La bambina mi voleva bene: eravamo inseparabili compagni di gioco. Penso che abbia sofferto molto per questo distacco. Il giorno che si sono liberati di me lei era dai nonni, al sicuro. Che sensibilità, eh? Cosa le avranno raccontato? Vedrai che il tuo cane tornerà? È volato in cielo? È scappato? Te ne compreremo un altro? Nelle mie peregrinazioni da randagio ho conosciuto molte malevolenze, fatte così, gratuitamente, tanto per fare qualcosa. Ma ho ricevuto anche benevolenze da mani gentili, cuori generosi, angeli di passaggio. Penso che sia stato questo a farmi andare avanti.

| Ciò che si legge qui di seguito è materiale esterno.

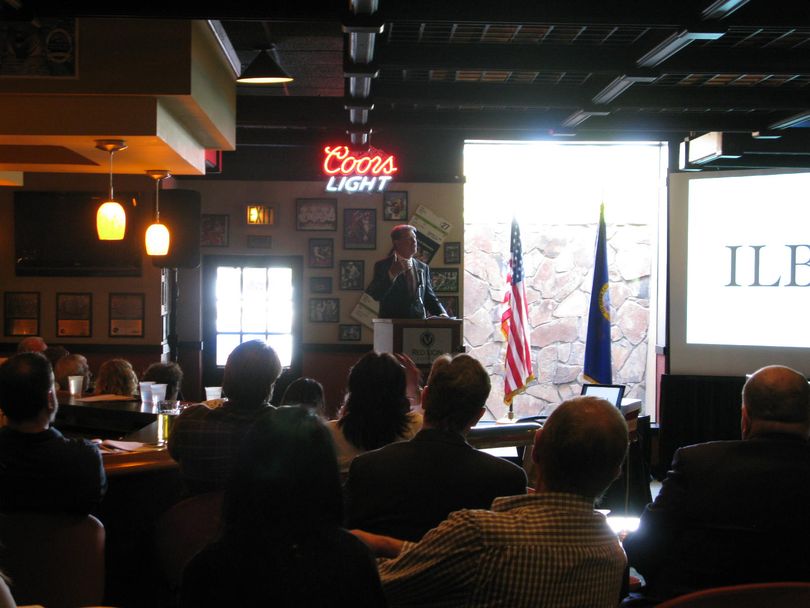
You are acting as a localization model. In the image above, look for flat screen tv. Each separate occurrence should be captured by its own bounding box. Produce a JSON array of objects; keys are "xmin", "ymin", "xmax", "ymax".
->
[{"xmin": 15, "ymin": 191, "xmax": 144, "ymax": 277}]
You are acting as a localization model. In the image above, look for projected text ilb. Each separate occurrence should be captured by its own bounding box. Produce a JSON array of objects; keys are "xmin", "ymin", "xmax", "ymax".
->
[{"xmin": 726, "ymin": 245, "xmax": 810, "ymax": 287}]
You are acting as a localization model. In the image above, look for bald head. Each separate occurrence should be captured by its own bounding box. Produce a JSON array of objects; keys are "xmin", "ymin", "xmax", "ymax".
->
[
  {"xmin": 742, "ymin": 365, "xmax": 810, "ymax": 438},
  {"xmin": 533, "ymin": 396, "xmax": 629, "ymax": 500},
  {"xmin": 17, "ymin": 336, "xmax": 47, "ymax": 353}
]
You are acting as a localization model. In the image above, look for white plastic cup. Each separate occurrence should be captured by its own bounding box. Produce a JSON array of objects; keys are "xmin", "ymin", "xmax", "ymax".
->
[
  {"xmin": 151, "ymin": 383, "xmax": 168, "ymax": 407},
  {"xmin": 204, "ymin": 386, "xmax": 222, "ymax": 400},
  {"xmin": 139, "ymin": 381, "xmax": 154, "ymax": 405},
  {"xmin": 68, "ymin": 375, "xmax": 84, "ymax": 396}
]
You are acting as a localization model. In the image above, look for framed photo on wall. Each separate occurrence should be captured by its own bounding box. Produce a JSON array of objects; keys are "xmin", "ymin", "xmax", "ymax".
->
[
  {"xmin": 339, "ymin": 324, "xmax": 362, "ymax": 341},
  {"xmin": 296, "ymin": 198, "xmax": 337, "ymax": 231},
  {"xmin": 443, "ymin": 241, "xmax": 461, "ymax": 264},
  {"xmin": 309, "ymin": 298, "xmax": 339, "ymax": 323},
  {"xmin": 383, "ymin": 191, "xmax": 408, "ymax": 221},
  {"xmin": 308, "ymin": 238, "xmax": 334, "ymax": 268},
  {"xmin": 56, "ymin": 292, "xmax": 92, "ymax": 337},
  {"xmin": 200, "ymin": 214, "xmax": 230, "ymax": 247},
  {"xmin": 4, "ymin": 292, "xmax": 39, "ymax": 337},
  {"xmin": 109, "ymin": 293, "xmax": 145, "ymax": 338},
  {"xmin": 310, "ymin": 277, "xmax": 333, "ymax": 294},
  {"xmin": 414, "ymin": 233, "xmax": 440, "ymax": 265},
  {"xmin": 339, "ymin": 260, "xmax": 365, "ymax": 290},
  {"xmin": 438, "ymin": 295, "xmax": 459, "ymax": 318},
  {"xmin": 430, "ymin": 268, "xmax": 459, "ymax": 293},
  {"xmin": 343, "ymin": 208, "xmax": 377, "ymax": 249}
]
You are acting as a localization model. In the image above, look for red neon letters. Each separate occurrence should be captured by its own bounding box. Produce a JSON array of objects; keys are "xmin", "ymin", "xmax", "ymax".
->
[{"xmin": 322, "ymin": 146, "xmax": 398, "ymax": 176}]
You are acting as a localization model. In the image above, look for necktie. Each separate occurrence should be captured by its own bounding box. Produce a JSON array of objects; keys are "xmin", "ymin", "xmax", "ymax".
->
[{"xmin": 406, "ymin": 265, "xmax": 416, "ymax": 295}]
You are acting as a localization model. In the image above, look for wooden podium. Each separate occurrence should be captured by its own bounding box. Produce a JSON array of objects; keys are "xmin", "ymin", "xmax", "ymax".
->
[{"xmin": 372, "ymin": 318, "xmax": 463, "ymax": 367}]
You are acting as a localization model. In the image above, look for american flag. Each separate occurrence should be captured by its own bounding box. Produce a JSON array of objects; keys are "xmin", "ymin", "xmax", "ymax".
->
[{"xmin": 501, "ymin": 217, "xmax": 535, "ymax": 404}]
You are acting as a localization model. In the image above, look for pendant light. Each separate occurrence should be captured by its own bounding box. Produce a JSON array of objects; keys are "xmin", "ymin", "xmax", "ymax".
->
[
  {"xmin": 95, "ymin": 139, "xmax": 127, "ymax": 240},
  {"xmin": 145, "ymin": 170, "xmax": 171, "ymax": 256},
  {"xmin": 236, "ymin": 46, "xmax": 293, "ymax": 84}
]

Una sera che come al solito vagavo in cerca di avanzi da mangiare, di colpo ho avuto la percezione di qualcosa di familiare, una sagoma, un odore soprattutto... Non mi pareva vero! Era proprio il mio “padrone” - per usare questo brutto termine che a voi piace tanto -, quello che mi aveva abbandonato qualche anno prima senza tanti scrupoli. Non sembrava più lui ma, si sa, quanto a olfatto noi cani non ci batte nessuno ed io, Argo dei nostri giorni che ritrova il suo Ulisse, ho riconosciuto con assoluta certezza il suo odore.

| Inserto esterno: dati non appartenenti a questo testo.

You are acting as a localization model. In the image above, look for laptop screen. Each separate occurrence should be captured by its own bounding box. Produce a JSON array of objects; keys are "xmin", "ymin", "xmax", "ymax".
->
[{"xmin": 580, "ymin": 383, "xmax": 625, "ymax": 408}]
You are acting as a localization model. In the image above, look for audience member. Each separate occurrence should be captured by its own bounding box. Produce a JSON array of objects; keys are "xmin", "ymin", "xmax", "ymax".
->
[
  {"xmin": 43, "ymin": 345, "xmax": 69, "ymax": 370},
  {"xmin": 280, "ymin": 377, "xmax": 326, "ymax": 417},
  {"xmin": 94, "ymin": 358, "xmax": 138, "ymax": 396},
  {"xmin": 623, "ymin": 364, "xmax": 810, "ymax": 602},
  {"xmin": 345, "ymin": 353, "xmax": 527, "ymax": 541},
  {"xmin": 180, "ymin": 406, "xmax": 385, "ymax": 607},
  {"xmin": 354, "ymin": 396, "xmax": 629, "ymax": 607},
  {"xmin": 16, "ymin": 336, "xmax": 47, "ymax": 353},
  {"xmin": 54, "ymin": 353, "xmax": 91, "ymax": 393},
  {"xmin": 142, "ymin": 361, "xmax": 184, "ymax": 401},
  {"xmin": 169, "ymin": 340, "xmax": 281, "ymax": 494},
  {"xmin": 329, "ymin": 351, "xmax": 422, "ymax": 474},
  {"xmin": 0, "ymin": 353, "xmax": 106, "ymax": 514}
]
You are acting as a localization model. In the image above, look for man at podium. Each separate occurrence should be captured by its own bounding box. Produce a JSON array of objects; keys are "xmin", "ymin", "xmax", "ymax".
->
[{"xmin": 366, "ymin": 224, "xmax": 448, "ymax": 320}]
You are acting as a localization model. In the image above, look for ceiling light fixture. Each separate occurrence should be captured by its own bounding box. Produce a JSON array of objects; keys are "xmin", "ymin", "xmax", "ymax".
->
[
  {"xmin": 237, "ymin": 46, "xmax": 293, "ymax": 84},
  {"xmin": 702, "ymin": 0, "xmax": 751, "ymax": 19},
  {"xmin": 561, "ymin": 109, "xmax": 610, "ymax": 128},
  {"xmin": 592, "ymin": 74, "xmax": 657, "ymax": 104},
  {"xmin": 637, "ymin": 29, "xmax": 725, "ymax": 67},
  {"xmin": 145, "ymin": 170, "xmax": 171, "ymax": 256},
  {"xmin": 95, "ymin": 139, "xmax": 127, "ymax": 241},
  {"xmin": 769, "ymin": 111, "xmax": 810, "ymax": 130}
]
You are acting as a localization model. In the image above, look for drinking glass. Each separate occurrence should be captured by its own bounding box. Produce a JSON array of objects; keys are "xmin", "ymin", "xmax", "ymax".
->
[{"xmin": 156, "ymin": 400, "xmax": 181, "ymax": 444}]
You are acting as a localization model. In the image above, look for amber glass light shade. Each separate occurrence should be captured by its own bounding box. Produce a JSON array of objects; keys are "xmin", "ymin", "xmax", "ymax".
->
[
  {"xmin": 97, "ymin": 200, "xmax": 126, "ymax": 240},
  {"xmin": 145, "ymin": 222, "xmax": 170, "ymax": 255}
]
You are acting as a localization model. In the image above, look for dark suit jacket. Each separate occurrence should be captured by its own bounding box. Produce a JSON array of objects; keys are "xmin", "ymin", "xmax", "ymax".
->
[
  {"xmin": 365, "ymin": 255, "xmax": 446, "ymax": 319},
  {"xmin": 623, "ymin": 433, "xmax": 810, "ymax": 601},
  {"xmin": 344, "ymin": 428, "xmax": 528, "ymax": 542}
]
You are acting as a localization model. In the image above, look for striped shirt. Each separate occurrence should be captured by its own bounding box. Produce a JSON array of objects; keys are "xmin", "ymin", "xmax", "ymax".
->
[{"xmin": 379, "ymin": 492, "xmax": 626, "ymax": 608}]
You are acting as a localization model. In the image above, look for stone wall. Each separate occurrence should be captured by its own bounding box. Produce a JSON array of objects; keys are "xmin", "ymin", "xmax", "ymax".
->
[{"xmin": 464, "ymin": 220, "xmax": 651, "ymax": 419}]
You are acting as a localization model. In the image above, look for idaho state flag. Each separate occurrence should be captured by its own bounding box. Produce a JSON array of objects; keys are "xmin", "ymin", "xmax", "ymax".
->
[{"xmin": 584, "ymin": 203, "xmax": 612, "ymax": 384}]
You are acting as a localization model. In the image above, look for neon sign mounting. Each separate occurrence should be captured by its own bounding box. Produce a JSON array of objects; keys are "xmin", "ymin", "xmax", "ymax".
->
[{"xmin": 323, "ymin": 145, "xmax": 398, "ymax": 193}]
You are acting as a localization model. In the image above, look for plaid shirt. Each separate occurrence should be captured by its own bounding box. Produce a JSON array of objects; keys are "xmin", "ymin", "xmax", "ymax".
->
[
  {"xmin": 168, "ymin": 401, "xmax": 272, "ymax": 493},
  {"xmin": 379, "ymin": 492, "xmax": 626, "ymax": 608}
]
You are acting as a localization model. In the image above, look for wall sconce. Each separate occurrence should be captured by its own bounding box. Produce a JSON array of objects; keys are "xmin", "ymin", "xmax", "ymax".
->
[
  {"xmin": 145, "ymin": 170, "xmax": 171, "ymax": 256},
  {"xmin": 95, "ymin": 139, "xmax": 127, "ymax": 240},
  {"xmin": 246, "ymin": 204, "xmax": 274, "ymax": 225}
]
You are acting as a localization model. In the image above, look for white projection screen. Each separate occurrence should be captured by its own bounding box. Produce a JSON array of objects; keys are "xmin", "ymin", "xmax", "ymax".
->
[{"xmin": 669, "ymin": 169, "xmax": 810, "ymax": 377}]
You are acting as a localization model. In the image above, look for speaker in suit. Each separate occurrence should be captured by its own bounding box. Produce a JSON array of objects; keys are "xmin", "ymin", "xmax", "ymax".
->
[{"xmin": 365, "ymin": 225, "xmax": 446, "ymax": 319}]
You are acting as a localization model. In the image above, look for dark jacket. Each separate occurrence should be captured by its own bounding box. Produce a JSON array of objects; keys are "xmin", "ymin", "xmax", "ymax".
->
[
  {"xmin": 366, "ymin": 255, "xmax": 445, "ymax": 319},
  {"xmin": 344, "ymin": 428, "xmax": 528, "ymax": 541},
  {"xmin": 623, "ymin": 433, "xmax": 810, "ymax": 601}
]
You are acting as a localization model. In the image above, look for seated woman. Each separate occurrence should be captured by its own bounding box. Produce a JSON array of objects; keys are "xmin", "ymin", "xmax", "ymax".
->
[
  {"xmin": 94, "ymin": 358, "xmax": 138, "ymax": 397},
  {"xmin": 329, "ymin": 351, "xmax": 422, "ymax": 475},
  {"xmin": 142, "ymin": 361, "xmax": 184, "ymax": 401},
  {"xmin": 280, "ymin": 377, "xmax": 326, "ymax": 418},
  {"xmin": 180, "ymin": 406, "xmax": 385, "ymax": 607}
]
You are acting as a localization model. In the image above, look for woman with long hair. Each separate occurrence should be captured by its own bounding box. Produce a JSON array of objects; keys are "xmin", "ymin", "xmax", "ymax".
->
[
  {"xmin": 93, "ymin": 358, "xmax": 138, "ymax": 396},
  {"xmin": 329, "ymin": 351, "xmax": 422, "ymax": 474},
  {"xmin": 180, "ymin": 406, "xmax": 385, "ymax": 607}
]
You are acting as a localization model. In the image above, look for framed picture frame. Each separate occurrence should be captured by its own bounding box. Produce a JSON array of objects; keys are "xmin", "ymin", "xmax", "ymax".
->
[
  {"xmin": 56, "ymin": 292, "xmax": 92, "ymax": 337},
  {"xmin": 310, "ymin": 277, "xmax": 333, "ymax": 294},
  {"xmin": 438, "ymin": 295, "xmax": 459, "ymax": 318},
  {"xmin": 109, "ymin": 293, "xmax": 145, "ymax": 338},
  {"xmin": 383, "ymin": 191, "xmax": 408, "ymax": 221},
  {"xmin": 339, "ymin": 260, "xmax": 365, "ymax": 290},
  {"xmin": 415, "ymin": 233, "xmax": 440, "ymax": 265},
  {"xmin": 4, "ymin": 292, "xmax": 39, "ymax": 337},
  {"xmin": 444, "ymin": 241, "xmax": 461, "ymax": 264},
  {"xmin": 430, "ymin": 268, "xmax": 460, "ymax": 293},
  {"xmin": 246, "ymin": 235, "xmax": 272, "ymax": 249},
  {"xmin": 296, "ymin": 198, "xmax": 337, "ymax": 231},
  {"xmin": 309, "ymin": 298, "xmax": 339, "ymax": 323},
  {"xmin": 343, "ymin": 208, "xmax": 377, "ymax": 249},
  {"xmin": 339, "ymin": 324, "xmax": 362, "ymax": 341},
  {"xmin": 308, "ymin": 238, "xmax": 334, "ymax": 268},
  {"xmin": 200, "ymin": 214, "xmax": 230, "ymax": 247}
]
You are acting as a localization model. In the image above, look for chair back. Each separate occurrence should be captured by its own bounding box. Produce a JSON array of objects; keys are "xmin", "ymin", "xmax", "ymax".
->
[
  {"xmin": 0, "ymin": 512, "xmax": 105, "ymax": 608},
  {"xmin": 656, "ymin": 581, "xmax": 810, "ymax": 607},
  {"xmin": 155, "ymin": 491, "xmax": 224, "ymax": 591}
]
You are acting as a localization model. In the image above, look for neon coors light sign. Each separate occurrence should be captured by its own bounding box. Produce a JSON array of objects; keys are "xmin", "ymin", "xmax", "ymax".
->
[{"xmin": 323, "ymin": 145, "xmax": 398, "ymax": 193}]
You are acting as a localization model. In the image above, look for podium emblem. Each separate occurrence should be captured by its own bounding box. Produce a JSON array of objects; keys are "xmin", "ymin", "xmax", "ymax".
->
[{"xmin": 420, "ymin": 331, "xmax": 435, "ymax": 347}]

Mi sono fermato a guardarlo: era diventato un senzatetto, faceva davvero pena, perfino a me che pure avrei avuto motivo di rallegrarmi che la stessa sorte fosse toccata anche a lui. Ma, ve l’ho detto, io ho conservato il cuore. E così mi sono avvicinato un po’ e a stento sono riuscito a tenere ferma la coda (in noi cani la coda è strettamente collegata al cuore). «Che c’è? Che vuoi? Che hai da guardare, stupido cane?». Questo mi ha detto. Evidentemente anche lui ha conservato il cuore, il suo. E non mi ha riconosciuto ma, certo, il fiuto non è il vostro forte!

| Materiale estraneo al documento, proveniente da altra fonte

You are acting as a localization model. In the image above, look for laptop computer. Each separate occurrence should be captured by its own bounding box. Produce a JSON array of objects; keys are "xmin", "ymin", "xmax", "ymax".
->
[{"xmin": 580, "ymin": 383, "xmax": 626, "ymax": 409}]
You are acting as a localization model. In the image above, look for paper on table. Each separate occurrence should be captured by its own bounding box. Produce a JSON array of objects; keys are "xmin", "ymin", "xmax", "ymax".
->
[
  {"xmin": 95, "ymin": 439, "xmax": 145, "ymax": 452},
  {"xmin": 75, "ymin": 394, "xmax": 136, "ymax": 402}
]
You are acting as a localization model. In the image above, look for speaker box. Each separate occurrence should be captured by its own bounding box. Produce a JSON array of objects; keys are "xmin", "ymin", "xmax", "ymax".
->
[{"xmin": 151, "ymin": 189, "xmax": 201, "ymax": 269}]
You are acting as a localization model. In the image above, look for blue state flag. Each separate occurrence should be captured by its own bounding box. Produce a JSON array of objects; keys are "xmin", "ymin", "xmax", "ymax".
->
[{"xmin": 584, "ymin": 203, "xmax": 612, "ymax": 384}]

Razionalmente avrei voluto andarmene e lasciarlo lì, da solo, ma la coda ha agito autonomamente e mi ha tradito! Allora gli è venuto un sospetto... un ricordo gli è riemerso da chissà quale profondità e ha capito che ero io. Mi ha accarezzato ed è scoppiato in un pianto disperato. Io guaivo e la mia coda era impazzita. Ci eravamo capiti e forse perdonati. E così siamo ridiventati una famiglia. Sì, certo, siamo solo io e lui, la sua ex moglie e la bambina fanno la loro vita e non hanno con noi alcun contatto. Siamo entrambi randagi e certo non è una bella vita, ma almeno siamo insieme. Qualche volta perfino mi accarezza (non è mai stato particolarmente espansivo). Io gli sto accucciato accanto e difendo sia lui che quelle poche cose di cui adesso è “padrone”.
Lo so che voi umani pensate che noi cani non vi capiamo quando parlate, che cogliamo solo il tono della voce... No! Tutte stupidaggini! Vi spiego io come stanno le cose: noi capiamo tutto alla perfezione! È per questo che so cosa gli è successo: lui mi parla, così, tanto per sfogarsi, pensando che tanto sono solo un cane. Ma così io ho saputo che la sua azienda è entrata in crisi, come anche il suo matrimonio, che a un certo punto ha perso lavoro, casa, famiglia e il passo successivo è stata la strada. Insomma, sarà stata la legge del karma, ma l’abbandono è toccato anche a lui.
A volte vorrei vendicarmi e abbandonarlo a mia volta, ma poi lascio perdere, non sono adatto a questi giochi. Ve l’ho detto: di me ci si può fidare. Sono un cane.